Thanks for writing in. I'm here to help. Your ad was rejected because the image violates the Ad Guidelines. Ads may not use images that are shocking. Prohibited images include:
         -Car crashes
         -Dead or dismembered bodies
         -Ghosts, zombies, ghouls and vampires
To resubmit your ad, edit the image from your ads manager. 
Review our policies on ad images here:
          Facebook Ads Team Facebook

Here is the reply I sent:
 Dear Michelle,
Here is a link to the website for the book we are trying to promote and to all of the images in thebook:  The book is indeed controversial, but its intentions are not blasphemous, there is no sexual content, and the violence is unavoidable in any retelling of Christ's Passion. Facebook publishesCrucifixes all the time, which would always violate the criteria which you lay out in you reply.   If promoting a book of art means that we are limited to strictly happy uncontroversial subject matter, then only Thomas Kinkade and the work of a select few children's book illustrators would pass muster. Picasso and Michelangelo would both be out of bounds by your own definition.   Facebook publishes the most bloodthirsty homophobic rants all the time, but lately seems to have        a lot of problems with anything with gay, and especially gay positive, content.
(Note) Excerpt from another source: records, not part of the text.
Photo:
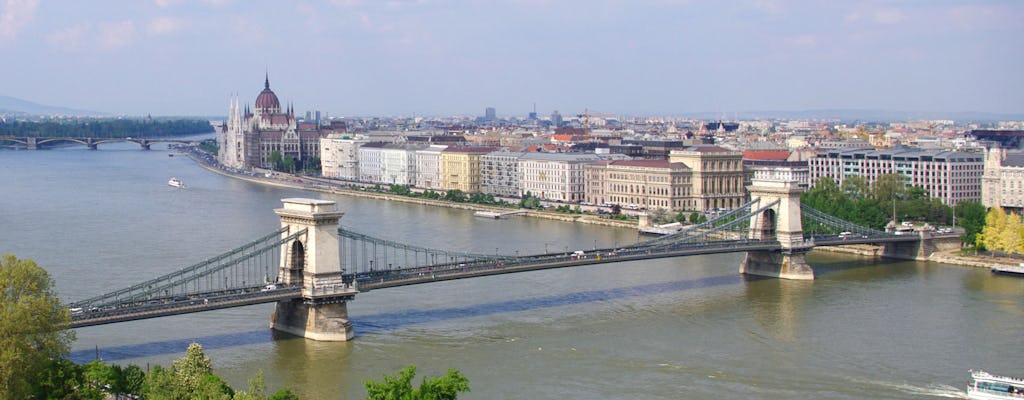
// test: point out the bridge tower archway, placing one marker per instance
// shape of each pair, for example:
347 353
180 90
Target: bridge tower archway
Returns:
781 222
312 261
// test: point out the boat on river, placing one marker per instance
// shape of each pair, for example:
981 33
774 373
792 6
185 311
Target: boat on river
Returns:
176 182
1009 270
988 387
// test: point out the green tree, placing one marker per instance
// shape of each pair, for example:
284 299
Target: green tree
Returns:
59 380
890 187
95 376
132 379
399 387
991 235
529 202
192 368
160 385
212 388
855 187
971 217
33 326
1012 234
456 195
276 161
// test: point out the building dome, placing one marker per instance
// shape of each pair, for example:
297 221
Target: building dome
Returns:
266 101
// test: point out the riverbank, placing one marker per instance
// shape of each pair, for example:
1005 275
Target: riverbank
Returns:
327 185
335 187
945 257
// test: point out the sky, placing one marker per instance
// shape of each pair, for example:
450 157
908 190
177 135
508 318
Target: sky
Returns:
444 57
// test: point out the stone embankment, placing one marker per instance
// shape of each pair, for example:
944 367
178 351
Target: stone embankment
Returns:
323 185
946 257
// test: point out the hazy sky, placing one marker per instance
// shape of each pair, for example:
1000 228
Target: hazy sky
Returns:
438 57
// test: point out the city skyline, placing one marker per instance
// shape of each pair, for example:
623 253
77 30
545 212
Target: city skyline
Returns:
350 57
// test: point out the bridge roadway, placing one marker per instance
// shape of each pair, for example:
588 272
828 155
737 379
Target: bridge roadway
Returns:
370 280
91 142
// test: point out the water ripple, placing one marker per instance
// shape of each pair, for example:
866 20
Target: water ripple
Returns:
394 320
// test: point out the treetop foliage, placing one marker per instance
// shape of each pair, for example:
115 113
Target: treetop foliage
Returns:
32 326
399 387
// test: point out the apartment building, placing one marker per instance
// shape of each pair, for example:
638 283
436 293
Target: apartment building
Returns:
428 167
948 176
717 177
461 168
500 173
1003 180
640 184
398 164
554 176
339 156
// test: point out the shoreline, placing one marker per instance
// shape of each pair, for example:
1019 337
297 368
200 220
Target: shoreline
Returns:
321 185
858 250
947 257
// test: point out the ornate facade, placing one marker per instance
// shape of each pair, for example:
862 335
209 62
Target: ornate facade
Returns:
252 136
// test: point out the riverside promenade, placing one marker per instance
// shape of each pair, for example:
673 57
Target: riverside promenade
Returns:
345 188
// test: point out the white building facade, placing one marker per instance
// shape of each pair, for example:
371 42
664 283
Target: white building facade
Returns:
1003 181
556 177
428 167
340 157
948 176
500 173
397 164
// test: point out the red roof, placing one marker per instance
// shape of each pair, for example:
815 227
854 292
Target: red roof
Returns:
476 150
647 164
766 154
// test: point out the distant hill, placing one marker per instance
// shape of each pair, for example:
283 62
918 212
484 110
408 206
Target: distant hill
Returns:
13 105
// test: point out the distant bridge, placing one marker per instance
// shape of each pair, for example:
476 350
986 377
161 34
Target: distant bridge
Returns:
311 267
35 143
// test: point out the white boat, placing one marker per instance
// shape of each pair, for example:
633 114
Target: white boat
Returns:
987 386
176 182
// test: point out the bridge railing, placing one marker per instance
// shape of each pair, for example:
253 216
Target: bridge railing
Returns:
241 267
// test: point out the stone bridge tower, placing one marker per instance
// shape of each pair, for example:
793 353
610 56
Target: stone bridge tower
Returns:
312 261
780 222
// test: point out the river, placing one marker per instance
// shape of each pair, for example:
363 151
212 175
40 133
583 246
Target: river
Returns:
685 327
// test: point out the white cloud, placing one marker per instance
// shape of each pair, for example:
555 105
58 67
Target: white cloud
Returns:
70 37
14 15
804 41
116 35
889 15
165 26
769 6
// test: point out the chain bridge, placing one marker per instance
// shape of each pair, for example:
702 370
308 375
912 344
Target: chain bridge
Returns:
311 267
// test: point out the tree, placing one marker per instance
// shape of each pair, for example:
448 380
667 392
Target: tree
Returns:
970 216
33 326
456 195
400 387
991 236
192 368
276 161
855 187
889 187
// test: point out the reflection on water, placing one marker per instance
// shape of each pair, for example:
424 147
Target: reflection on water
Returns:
654 329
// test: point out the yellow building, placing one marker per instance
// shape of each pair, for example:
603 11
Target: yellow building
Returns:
460 168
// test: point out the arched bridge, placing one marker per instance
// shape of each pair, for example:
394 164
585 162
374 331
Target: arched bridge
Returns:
311 266
34 143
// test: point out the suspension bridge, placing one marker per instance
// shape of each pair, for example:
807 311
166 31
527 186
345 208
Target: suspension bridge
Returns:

Is this a problem for Mr. Zuckerberg?   I suspect that Facebook is trying to impose a kind of candied anodyne vision upon the chaotic variety and vitality of human communication that uses its social network. Where better to directly enforce that vision than in advertising policies?   The author, the publisher, myself, and a few friends are in conversation with Lambda Legal over this matter.
      --Doug Blanchard, the artist of the book.

Here is a follow up that I sent:

      Dear Michelle,
      A follow-up to my previous reply. I notice that the Facebook page for the Mel Gibson movie
      The Passion of Christ -- a much more violent version of this subject than anything in our book -- has more than 3 million likes.
      Can you explain this to us, and why our book was singled out?
      suspect strongly that it is because of the gay content.


I got the reply from Michelle at 3:14 in the morning according to my email inbox.  I suspect that Michelle is a robot.


JCF said...


"only Thomas Kinkade ... would pass muster"

FWIW: in the SacBee today came the news that the Thomas Kinkade Gallery in (the late) TK's hometown of Placerville CA, is going out of business. :-/

June Butler said...

Go get 'em, Doug! I wish you all the best.